ControlDemon

class ControlDemon(aqf: Callable, avf: Callable = None, **kwargs)

Bases: pandemonium.demons.demon.Demon

Learns the optimal policy while learning to predict

Can be thought of as an accumulator of procedural knowledge.

In addition to the approximate value function (avf), has a an approximate Q-value function (aqf) that produces value estimates for state-action pairs.

Methods Summary

behavior_policy(self, x)

Specifies behavior of the agent

implied_avf(self, x)

State-value function in terms of action-value function

predict_adv(self, x)

Computes the advantage in a given state.

predict_q(self, x)

Computes action-values in a given state.

predict_target_adv(self, x)

Computes the target advantage in a given state.

predict_target_q(self, x)

Computes target action-values in a given state.

Methods Documentation

behavior_policy(self, x: torch.Tensor)

Specifies behavior of the agent

\[\mu: \mathcal{S} \times \mathcal{A} \mapsto [0, 1]\]

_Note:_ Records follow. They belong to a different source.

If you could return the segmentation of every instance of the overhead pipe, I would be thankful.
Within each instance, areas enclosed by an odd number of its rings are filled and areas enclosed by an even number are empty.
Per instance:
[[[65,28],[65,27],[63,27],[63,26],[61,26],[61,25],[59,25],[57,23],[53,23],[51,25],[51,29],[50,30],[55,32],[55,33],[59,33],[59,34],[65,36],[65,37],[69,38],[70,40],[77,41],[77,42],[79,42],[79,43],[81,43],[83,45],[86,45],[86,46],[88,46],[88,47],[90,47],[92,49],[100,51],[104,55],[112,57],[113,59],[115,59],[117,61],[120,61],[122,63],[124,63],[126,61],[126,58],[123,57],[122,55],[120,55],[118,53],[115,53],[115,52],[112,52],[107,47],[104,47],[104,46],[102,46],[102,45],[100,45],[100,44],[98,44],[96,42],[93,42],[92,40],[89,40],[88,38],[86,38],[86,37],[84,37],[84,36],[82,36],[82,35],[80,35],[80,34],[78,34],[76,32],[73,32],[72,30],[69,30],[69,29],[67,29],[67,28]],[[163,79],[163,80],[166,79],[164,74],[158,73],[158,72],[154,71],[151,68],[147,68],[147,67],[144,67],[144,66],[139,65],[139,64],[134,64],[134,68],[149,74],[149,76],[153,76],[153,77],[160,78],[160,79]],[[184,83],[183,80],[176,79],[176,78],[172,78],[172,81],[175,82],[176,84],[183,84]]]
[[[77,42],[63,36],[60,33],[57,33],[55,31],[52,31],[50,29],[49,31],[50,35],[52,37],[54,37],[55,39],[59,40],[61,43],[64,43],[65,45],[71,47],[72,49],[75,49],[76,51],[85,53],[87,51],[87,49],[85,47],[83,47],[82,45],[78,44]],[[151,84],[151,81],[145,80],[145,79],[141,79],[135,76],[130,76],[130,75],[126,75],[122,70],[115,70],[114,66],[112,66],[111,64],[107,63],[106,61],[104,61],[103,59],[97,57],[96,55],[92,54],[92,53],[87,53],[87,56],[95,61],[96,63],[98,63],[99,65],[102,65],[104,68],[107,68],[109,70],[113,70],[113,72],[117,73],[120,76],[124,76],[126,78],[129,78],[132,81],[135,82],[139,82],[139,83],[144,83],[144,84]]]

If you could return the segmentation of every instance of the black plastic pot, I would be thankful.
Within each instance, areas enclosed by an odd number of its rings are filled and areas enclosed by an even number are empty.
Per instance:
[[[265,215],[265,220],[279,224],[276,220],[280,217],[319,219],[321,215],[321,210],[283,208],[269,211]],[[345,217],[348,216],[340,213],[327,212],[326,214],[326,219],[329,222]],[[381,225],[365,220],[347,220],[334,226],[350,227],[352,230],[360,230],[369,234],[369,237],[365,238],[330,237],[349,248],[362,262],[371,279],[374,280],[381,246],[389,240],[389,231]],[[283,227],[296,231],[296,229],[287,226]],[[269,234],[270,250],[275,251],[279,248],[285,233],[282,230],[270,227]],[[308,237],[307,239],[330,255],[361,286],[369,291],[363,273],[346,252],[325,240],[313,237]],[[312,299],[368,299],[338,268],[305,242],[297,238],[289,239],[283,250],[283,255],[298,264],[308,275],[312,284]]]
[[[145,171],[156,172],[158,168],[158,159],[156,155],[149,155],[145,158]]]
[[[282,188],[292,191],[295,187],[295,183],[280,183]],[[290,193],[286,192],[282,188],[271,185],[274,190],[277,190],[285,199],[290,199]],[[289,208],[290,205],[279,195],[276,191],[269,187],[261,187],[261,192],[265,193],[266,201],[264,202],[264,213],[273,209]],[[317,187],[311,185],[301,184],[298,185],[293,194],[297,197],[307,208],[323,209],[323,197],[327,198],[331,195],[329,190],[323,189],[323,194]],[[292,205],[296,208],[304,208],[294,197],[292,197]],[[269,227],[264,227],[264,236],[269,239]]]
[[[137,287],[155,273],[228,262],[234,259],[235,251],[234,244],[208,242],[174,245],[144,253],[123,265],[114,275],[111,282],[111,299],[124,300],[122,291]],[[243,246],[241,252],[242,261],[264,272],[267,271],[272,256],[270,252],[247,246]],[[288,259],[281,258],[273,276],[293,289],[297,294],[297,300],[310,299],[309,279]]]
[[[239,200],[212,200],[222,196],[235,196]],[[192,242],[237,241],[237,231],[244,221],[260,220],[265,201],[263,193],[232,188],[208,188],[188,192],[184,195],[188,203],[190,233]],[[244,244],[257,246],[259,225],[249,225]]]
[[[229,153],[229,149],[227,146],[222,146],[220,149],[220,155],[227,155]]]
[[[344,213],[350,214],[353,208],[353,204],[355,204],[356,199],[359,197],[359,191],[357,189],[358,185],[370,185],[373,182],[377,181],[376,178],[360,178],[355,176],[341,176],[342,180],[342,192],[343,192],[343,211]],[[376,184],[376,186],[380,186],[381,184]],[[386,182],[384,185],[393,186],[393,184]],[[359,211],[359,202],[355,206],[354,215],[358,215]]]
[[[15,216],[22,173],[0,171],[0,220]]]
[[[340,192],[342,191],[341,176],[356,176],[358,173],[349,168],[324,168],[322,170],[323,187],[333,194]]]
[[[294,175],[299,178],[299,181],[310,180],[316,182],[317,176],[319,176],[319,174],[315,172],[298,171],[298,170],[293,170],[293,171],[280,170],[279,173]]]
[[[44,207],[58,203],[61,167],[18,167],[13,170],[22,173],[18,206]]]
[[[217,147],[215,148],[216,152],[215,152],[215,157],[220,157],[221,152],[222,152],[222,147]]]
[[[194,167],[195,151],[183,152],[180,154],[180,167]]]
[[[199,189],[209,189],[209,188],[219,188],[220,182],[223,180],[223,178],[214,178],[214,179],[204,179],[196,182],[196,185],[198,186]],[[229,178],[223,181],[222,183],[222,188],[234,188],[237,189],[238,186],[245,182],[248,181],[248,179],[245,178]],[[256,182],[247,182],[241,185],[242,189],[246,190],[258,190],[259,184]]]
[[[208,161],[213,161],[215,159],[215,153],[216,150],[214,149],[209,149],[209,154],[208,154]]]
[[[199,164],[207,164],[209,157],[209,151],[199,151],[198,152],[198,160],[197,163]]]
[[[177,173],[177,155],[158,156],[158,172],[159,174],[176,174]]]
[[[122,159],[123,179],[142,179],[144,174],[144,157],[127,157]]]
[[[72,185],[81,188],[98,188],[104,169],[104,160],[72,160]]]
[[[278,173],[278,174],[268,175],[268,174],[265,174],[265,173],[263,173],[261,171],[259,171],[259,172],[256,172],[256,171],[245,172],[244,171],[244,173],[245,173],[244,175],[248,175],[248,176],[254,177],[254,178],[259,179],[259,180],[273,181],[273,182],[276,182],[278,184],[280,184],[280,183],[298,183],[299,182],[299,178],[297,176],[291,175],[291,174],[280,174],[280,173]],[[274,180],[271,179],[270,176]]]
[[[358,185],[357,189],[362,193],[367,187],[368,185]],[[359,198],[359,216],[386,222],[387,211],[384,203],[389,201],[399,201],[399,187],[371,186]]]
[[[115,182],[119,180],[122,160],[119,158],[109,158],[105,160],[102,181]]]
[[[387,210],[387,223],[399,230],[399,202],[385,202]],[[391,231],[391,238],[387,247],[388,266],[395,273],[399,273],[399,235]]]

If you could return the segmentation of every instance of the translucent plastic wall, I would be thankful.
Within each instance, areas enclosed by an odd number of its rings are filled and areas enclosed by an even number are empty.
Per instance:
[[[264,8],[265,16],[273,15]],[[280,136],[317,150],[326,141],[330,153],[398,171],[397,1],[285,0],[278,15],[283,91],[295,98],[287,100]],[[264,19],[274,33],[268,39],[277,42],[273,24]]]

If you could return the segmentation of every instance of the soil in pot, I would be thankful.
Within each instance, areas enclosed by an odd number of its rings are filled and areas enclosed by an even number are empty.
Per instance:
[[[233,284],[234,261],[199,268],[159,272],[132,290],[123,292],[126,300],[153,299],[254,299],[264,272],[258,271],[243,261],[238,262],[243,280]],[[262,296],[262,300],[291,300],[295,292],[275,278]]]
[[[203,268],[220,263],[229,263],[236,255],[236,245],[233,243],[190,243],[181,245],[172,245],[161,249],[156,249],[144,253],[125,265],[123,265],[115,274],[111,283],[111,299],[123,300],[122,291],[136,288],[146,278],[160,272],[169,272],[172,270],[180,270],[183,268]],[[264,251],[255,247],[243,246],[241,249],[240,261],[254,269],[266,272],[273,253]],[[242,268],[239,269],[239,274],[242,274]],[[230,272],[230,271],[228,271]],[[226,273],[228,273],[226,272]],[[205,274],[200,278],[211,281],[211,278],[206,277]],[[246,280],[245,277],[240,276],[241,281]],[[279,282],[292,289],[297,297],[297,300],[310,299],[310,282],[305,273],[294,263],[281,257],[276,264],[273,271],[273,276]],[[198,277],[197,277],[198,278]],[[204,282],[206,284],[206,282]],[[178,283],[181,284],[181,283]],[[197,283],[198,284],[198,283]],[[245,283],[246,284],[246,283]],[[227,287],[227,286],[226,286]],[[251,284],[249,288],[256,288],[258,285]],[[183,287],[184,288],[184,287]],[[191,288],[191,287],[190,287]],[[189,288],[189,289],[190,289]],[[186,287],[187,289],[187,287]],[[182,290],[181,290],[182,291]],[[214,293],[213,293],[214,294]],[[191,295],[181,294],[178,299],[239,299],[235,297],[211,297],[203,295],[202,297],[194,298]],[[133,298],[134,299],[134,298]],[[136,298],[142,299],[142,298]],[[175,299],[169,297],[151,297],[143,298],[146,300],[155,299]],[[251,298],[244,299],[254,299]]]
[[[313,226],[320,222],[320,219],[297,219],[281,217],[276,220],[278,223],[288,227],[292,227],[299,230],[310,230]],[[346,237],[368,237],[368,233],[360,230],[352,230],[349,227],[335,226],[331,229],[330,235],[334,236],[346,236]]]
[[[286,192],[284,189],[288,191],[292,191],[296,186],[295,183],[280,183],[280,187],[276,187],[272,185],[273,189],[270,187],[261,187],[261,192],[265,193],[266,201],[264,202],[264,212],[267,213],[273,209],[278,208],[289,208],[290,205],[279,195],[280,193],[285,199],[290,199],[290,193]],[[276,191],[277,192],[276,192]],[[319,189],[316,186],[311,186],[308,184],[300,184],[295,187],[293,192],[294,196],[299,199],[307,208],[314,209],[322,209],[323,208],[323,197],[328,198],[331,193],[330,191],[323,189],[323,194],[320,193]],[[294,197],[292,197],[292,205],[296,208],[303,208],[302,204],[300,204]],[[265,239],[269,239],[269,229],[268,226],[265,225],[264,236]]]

The distribution across all possible motor commands of the agent could be specified in this way.

implied_avf(self, x)

State-value function in terms of action-value function

\[V^{\pi}(s) = \sum_{a \in \mathcal{A}} \pi (a|s) * Q^{\pi}(a,s)\]

Is overridden in duelling architecture by an independent estimator.

TODO: does not apply for continuous action spaces TODO: handle predictions made to compute targets via target_aqf

predict_adv(self, x)

Computes the advantage in a given state.

predict_q(self, x)

Computes action-values in a given state.

predict_target_adv(self, x)

Computes the target advantage in a given state.

predict_target_q(self, x)

Computes target action-values in a given state.